Short Ribs Crock Pot Recipe delivers fall-apart tender meat with minimal effort and maximum flavor using a slow cooker to transform tough cuts into silky, melt-in-your-mouth perfection while you go about your day.
Prep Time 15 minutes
Cook Time 8 hours
Total Time 8 hours 15 minutes
Servings: 5 servings
Course: Main Course
Cuisine: American
Calories: 520

Ingredients
  

Main
  • 4 pounds beef short ribs bone-in, cut into 3-inch pieces
  • 2 teaspoons kosher salt
  • 1 teaspoon black pepper
  • 2 tablespoons olive oil
  • 1 large yellow onion sliced thick
  • 4 garlic cloves minced
  • 2 cups beef broth
  • 1 cup red wine or additional broth
  • 3 tablespoons tomato paste
  • 2 tablespoons balsamic vinegar
  • 2 bay leaves
  • 3 fresh thyme sprigs
  • 2 carrots cut into 2-inch pieces
  • 1 pound baby potatoes halved
  • 2 tablespoons cornstarch optional, for thickening sauce

Equipment

  • 6-quart crock pot or slow cooker
  • Large skillet or Dutch oven
  • Paper towels
  • Sharp knife for trimming fat
  • Measuring cups and spoons
  • Wooden spoon for stirring
  • Instant-read meat thermometer (optional but helpful)

Method
 

  1. Pat your short ribs dry with paper towels, then trim any excess surface fat.
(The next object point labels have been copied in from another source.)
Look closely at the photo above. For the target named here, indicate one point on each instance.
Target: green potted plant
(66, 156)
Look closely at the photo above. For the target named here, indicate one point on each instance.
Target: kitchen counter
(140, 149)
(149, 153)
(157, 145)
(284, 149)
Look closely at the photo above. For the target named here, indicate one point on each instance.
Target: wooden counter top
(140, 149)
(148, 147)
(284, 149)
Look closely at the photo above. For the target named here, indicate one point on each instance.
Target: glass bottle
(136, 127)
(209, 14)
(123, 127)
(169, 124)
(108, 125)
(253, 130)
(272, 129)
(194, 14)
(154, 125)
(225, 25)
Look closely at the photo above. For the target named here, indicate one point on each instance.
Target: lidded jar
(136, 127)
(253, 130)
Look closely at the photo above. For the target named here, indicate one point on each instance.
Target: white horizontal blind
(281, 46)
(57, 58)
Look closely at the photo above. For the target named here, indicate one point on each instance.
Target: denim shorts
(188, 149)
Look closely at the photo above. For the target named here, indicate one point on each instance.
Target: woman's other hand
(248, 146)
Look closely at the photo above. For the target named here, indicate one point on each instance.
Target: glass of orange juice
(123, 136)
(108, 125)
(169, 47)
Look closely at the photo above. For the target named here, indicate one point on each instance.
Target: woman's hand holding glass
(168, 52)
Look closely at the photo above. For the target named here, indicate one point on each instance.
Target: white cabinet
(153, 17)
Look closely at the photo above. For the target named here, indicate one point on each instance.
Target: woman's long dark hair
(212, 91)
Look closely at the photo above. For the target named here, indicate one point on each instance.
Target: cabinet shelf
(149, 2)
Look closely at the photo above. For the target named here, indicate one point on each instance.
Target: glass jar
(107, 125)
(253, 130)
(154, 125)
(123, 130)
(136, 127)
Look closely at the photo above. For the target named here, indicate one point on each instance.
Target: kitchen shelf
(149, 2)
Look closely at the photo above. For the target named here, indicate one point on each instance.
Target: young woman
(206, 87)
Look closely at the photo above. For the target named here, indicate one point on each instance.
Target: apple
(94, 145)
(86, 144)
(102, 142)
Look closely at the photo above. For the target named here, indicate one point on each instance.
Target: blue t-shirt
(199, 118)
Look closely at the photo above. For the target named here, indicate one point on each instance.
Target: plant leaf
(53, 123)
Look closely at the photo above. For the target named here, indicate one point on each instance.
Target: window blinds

Season both sides generously with kosher salt and black pepper, letting the seasoning sit on the meat for a few minutes so it adheres properly.
  2. Heat two tablespoons of olive oil in a large skillet over medium-high heat until shimmering. Working in batches to avoid crowding the pan, sear the ribs on all sides for about two minutes per side until deeply browned, creating flavor through the Maillard reaction.
  3. Add minced garlic to the hot skillet and stir for about 30 seconds until fragrant. Pour in the red wine and scrape up all the browned bits stuck to the bottom of the pan to deglaze and extract flavor.
  4. Place sliced onions in the bottom of your crock pot as a base. Arrange the seared short ribs on top, then pour the wine mixture from your skillet over everything.
  5. Stir the beef broth and tomato paste together in a bowl, then pour into the crock pot. Add balsamic vinegar, bay leaves, and fresh thyme sprigs, stirring gently to distribute the flavors evenly.
  6. Cover the crock pot and cook on low for eight hours, or on high for five hours. The low setting gives the most tender results by slowly breaking down connective tissue.
  7. About one hour before cooking ends, add the carrots and baby potatoes to the crock pot to prevent them from falling apart with overcooking.
  8. If you prefer a thicker sauce, mix two tablespoons of cornstarch with three tablespoons of cold water to form a slurry. Stir this into the crock pot during the last 15 minutes of cooking to thicken the sauce without becoming gloppy.
  9. Remove the bay leaves and thyme sprigs before serving. Taste and adjust seasoning with salt and pepper as needed, then ladle the ribs and vegetables into bowls with plenty of the silky sauce.

Notes

Don't skip the searing step as it creates depth of flavor that slow cooking alone cannot achieve, transforming good short ribs into unforgettable ones.